Mas há diferenças entre os dois modelos de estado corporativo que experimentámos em Portugal nos últimos cem anos e que, lamentavelmente, não favorecem o regime que preencheu ou últimos cinquenta: A Segunda República podia interpretar de forma errada os valores deste país, mas procurava defendê-los. Podia ser um república comesinha, avarenta e de vistas curtas. Mas não gastava mais do que tinha, não dependia de terceiros, não alimentava a corrupção e o compadrio a céu aberto, e era senhora do seu nariz. Alimentava de facto um país de escolaridade deficitária. Mas as pessoas, sendo iletradas ou iliteradas eram, paradoxalmente, muito mais educadas. Os intérpretes do Estado Novo eram fascistas, eram oligarcas, eram autoritários e eram agentes da PIDE, organização muito pouco recomendável. Os tribunais prendiam pessoas por delito de opinião e prendiam-nas em calabouços de pesadelo, como o Tarrafal. É verdade. Mas os portugueses sabiam quem eram. Tinham consciência da sua história e das suas responsabilidades para com ela. Tinham a liberdade de amar o seu país. Não sentiam culpa por ter civilizado terras distantres, onde levantaram cidades, construiram escolas, hospitais, estradas e todo o tipo de infra-estruturas que ainda hoje são de uso. Os portugueses da Segunda República sabiam perfeitamente o que era um homem e o que era uma mulher e porque é que são diferentes. Não tinham medo que o céu lhes caísse em cima da cabeça por causa do carbono que libertavam os seus automóveis na volta saloia que gostavam de cumprir aos fins de semana. Não foram sujeitos pelos poderes instituídos a experimentais terapias genéticas.

Para mais, podemos de dizer o que quisermos sobre António Salazar, Marcelo Caetano, Rebelo de Sousa (pai), António Ferro ou Adriano Moreira, personagens destacados do Estado Novo, mas não que se tratavam de idiotas ou de pessoas que viviam da delapidação do património público.

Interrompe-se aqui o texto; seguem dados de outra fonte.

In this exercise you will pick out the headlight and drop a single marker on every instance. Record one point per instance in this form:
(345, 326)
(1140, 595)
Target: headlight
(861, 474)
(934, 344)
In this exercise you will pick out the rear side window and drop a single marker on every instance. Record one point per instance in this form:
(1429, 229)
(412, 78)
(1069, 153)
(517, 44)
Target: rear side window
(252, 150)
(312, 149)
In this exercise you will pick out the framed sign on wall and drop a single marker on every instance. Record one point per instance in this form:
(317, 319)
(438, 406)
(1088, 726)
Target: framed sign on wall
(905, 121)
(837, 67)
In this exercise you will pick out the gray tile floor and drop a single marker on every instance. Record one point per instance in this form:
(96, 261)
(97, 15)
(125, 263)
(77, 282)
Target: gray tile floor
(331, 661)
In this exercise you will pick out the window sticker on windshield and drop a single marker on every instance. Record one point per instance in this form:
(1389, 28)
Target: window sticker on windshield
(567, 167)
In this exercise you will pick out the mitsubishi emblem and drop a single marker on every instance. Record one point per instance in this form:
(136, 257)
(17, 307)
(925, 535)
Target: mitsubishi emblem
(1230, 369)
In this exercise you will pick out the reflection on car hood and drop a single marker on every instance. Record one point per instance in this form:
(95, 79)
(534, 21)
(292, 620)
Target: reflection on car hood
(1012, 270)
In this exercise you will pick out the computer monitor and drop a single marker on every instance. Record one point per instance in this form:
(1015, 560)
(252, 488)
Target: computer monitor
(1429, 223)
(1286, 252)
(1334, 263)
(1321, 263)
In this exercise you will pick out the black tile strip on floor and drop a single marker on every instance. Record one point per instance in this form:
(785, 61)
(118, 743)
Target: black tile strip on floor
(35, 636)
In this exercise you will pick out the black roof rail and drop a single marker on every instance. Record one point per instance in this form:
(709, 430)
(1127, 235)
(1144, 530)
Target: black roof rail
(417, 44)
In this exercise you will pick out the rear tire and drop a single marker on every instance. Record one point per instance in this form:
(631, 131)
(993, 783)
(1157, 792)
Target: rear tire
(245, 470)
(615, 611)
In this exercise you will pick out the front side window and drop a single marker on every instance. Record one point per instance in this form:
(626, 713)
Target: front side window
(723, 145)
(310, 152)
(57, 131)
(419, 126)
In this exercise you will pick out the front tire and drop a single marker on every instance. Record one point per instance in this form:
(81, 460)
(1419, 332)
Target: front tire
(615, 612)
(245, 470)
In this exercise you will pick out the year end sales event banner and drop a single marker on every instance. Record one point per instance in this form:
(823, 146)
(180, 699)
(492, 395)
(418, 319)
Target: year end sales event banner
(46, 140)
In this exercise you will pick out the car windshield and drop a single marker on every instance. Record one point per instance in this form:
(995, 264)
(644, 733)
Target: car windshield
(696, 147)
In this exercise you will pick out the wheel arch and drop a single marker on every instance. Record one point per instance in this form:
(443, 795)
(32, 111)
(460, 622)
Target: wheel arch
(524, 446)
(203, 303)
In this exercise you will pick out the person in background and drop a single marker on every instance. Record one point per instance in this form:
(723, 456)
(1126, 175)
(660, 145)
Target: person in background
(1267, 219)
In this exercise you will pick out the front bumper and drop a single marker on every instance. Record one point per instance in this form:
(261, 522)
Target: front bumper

Ao invés, a Terceira Republica é um poço de corrupção, ganância, despesismo e idiotia. A classe política não serve os interesses dos cidadãos e a oligarquia capitalista, se bem que incipiente, serve apenas os seus próprios. Os intermediários da imprensa, servem uns e outros, mesmo sendo pagos ao preço da uva mijona. Somos um país que a qualquer momento pode ser assolado por credores, mandatado por apparatchiks, aviltado por burocratas e ignorado pelo resto do mundo. Somos obedientes como bois, mas mal criados como gansos. Levamos os nossos filhos para as universidades, para que saiam de lá mais ignorantes do que lá chegaram, e directamente para o desemprego. Estamos a ser substituídos, anulados, cancelados, silenciados, marginalizados, enganados, endividados e empobrecidos a olhos vistos. Recebemos avultadas somas de dinheiro inventado no Banco Central Europeu para construirmos auto-estradas que são demasiado caras para serem usadas, ciclovias onde ninguém transita, hospitais que não conseguem recrutar médicos e parques eólicos cujas turbinas gastam em gasóleo a electricidade que produzem. Não temos nada que se assemelhe a um sector industrial e a nossa agricultura vive agora de trabalho escravo. Chegámos a um ponto de desmoralização de tal forma profunda que consideramos eleger um militar para Presidente da República, porque teve o ‘mérito’ de enfiar a manada numas tendas para as injectar com um subproduto de má farmácia. Dependemos de Bruxelas como um junkie depende da heroína e não há nada que não sejamos capazes de fazer para aplacar os piores instintos dos comissários europeus. Perdemos a identidade, esquecemos a história e cegámos para a realidade, porque, enfim, conduzimos uma carrinha Volkswagen de último modelo para o emprego que detestamos e conseguimos que o banco nos emprestasse dinheiro para termos a ilusão de que somos proprietários da casa em que vivemos.

Somos mal formados, mal pagos, mal amados e transitamos mal vestidos pela vida.

O que é que temos afinal para celebrar?